よくある話だが、私は子供の頃大抵の男の子より身長も高かった。特段ではないけれど大抵の男の子より速く走れた。先生に誘われるがままに始めた水泳と陸上競技は、背泳ぎは同学年では一番速かったしハードルも高飛びも彼らよりは高く跳べた。良くも悪くも生来プライドが高いくない性格なのでそれをあまり誇らしく思ったことはないけど私の立ち位置はここなんだな、と子どもながらになんとなく思っていた。
よくある話は続く。子どもは次第に少年と少女になり男性と女性になっていく。
私の地元はド田舎の1クラス学年なので出席番号順で並ぶ隣の男の子は6年間同じだった。彼も背の高い子だったけど、どんぐりの背比べで1年の節目でしか隣にならない私たちは出席番号で整列させられる度にどちらの身長が高いかで戯れたりもした。
そして小学校の卒業式の練習の、普段は背の順で並んでいる列を出席番号で並ばされた時。ふと、隣に影を感じて左を見ると私の頭半分ほど視線の高くなった彼がいた。彼を見上げなければならなくなった私に彼は何も言ってこなかった。ほぼ丸6年間、背比べで戯れていたのに卒業間際になって身長の話はされなかった。彼にとって私の身長を抜くことはごく自然なことで話題にする程でもなかったのかもしれないし、もしかしたら密かに優越を感じていたのかもしれない。ただ身長が抜かされた事実に対して私はショックよりも「男の子はそういうものなんだろうな」とさっぱりした気持ちで彼を見ていた。その時はここ数ヶ月の身体測定の値を見て、自分の身長がもう昔のようぐんぐんとのびないことを悟っていたので。
それが切っ掛けか、はたまた原因かは定かでないけど、たぶん私は男性に対してなんとなく諦めのようなものを持っているんだと思う。とよう足掻こうにも「敵わないな」という根強い思いがある。
だから、彼女のあの文章が今でも鮮明に残っているんだろう。それは別に同じベットにいる男女には限らない。

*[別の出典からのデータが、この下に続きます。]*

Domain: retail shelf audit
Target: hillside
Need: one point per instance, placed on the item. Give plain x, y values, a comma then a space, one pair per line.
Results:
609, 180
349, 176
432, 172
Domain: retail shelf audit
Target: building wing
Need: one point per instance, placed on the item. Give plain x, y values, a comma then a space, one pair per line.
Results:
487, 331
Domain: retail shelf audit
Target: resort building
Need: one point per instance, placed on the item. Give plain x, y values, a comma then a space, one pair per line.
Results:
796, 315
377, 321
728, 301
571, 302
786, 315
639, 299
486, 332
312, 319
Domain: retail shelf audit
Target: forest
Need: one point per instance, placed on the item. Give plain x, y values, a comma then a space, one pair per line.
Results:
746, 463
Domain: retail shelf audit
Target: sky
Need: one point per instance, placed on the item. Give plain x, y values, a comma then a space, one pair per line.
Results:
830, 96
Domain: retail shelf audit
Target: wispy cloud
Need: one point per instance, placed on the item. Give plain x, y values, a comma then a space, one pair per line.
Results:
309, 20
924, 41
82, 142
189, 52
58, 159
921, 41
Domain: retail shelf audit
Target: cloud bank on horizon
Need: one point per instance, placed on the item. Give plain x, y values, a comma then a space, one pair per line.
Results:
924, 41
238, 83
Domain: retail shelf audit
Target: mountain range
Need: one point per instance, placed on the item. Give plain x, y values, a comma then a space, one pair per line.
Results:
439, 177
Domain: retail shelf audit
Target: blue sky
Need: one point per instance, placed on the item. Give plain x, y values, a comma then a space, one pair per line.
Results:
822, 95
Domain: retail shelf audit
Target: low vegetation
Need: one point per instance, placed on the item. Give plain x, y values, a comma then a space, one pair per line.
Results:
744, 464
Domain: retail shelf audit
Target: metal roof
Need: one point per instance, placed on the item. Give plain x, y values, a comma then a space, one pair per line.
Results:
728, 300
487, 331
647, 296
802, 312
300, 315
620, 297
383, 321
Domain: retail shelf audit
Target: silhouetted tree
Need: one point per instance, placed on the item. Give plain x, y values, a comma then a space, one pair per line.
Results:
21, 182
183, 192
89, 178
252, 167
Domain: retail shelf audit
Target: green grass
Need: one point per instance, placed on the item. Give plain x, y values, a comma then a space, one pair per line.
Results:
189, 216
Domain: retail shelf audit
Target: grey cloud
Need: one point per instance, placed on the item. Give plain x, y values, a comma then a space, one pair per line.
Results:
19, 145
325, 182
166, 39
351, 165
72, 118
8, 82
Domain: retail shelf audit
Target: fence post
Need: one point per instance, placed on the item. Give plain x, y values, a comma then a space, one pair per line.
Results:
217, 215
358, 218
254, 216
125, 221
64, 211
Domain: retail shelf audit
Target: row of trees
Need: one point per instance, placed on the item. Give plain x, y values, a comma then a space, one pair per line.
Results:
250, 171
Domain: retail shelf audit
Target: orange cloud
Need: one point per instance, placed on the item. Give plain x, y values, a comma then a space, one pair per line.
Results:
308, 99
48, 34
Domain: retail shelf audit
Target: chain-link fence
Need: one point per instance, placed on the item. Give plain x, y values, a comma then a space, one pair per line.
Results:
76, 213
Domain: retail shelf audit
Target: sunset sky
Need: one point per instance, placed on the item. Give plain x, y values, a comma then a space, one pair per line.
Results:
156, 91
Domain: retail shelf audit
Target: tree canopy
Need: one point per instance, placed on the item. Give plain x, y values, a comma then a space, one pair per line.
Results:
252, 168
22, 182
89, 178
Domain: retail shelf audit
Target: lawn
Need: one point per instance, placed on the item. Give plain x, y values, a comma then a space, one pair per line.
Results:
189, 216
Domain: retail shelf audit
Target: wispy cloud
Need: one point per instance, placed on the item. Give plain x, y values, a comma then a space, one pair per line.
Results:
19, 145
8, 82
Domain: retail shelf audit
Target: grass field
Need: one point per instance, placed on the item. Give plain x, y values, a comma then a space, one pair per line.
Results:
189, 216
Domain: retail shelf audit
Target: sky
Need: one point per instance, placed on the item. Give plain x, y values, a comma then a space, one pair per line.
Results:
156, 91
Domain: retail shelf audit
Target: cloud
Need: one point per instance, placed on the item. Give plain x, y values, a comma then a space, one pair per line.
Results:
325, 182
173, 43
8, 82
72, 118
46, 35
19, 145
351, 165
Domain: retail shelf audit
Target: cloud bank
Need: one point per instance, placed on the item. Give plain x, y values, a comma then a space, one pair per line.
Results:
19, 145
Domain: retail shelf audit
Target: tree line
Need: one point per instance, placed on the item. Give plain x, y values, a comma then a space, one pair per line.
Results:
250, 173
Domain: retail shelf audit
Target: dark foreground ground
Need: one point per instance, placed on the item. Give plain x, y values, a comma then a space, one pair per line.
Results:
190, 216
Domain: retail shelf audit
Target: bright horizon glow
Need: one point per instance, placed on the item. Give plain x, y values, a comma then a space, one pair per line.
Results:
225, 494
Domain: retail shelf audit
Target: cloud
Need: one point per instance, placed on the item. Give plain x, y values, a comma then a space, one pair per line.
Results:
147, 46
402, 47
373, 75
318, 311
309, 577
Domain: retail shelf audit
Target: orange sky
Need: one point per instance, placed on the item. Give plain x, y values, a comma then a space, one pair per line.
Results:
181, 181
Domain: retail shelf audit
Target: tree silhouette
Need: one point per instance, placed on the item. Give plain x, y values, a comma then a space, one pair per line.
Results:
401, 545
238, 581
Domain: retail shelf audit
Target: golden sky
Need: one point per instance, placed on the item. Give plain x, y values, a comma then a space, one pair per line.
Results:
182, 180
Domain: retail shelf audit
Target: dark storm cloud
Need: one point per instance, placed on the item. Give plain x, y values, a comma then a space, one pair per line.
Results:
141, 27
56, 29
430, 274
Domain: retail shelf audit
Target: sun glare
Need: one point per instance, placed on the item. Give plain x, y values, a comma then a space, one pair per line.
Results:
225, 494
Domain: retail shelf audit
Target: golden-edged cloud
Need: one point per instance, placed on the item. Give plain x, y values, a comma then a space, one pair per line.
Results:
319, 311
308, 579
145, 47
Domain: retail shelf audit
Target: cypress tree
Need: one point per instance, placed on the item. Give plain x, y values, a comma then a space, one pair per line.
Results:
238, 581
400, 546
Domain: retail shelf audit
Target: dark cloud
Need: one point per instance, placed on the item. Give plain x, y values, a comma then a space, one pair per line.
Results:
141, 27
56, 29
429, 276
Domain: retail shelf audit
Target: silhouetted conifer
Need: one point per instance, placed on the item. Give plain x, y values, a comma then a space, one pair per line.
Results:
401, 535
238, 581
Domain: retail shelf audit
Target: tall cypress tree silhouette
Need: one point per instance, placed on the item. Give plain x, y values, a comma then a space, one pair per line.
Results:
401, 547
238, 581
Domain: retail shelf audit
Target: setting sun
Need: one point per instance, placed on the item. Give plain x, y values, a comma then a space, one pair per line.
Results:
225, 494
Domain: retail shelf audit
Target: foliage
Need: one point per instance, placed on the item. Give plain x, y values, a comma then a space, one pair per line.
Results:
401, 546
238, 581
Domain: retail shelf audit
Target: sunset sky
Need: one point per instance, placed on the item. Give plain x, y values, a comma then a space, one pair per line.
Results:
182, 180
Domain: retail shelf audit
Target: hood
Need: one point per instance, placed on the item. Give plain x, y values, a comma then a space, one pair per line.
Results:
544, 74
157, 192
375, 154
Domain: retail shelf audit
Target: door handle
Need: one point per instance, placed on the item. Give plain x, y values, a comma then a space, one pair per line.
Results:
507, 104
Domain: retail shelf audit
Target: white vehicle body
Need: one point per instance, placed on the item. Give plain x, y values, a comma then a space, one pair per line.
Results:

例えば仕事という枠で括っても日常的に否応なしに人の身体に触れるシーンなんてたくさんある。彼のような美容師、介護士と看護師、医者。スタイリストにデザイナー、スポーツインストラクター。今はこれくらいしか思いつかないけれど、きっと他にも男性が女性に触れる機会なんてたくさんあるのだ。そんなシーンなんて珍しくもなんともない。けれどその腕が女性の首を簡単に折ってしまうと思い込んでいる私にとっては、男性がその腕で女性に優しく触れているという事実に妙に感動してしまうのだ。